After my initial surgeries in the summer of 2015, we went into winter and wearing sunscreen wasn't as much of an issue, but I had some great tinted moisturizer for my face (SPF 42) that my aunty gave me, which is great and which I'll list here. Then I started researching other non-toxic products, because I already knew the regular stuff wasn't the best in terms of ingredients. Which took me down a crazy rabbit hole, because sunscreen is really one of the most toxic products we can put on our bodies and as I've said before, if I'm putting massive doses of chemicals into my body each day, I'd rather put the least toxic products available to me onto my skin (or make my own). 

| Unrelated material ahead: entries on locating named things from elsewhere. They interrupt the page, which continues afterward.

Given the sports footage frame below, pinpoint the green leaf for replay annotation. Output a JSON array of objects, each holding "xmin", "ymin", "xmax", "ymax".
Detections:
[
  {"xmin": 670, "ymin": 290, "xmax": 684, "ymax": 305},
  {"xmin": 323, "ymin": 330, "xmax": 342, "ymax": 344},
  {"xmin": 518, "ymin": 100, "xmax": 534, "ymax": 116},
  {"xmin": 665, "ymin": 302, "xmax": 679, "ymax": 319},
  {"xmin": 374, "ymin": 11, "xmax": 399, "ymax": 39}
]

So this is what I've been using thus far, I'm still searching for the perfect one but I do like these products. 

Coola

I really like their SPF 30 Unscented Moisturizer, it's light, it keeps you protected and it hits all the big things you want from an organic skincare company. I haven't tried any of their other products but I've read good things.

Raw Elements

I have the Eco-Formula SPF 30 but they have a whole range, I also got the little EcoStick which is good for when you forget to put on your hands and neck in the winter (I am very forgetful), I just carry it around with me in my handbag. 

Elta MD

This is the one I was given and it's great, it's light and it's free of all the bad stuff. It's not the most eco friendly company, but I do think it's also good bang for your buck as I've had mine for 8 months and still have yet to finish it. 

 

Listen, I know what you're thinking, is this bitch crazy? She wants me to spend that amount on sun creams when I can just get Banana Boat for $10 and be done with it? Well you could, and that's your prerogative. But I will say 2 things about that. I understand it's pricey, and I balked at the prices at first too, but for me it's an investment in my skin, that I won't necessarily have to deal with anything down the line and that I can be confident that I'm using something that is non-toxic and I recognize all the ingredients in the products is a HUGE plus. The other thing is, this stuff honestly lasts forever. I have had both the Raw Elements and the Coola products since December 2015 and I still have a lot, and granted I didn't use the body cream everyday in winter, but a little goes a long way. If you work it out to PPU (pay per use), it's actually reasonable. Buying the crappy stuff, in my opinion, is like cutting your nose to spite your face. You can also make your own, which is the best and cheapest option. And it's mega easy. I'll post about making your own sunscreen another day. For now, if you're interested in any of these: go forth and fuel the global economy!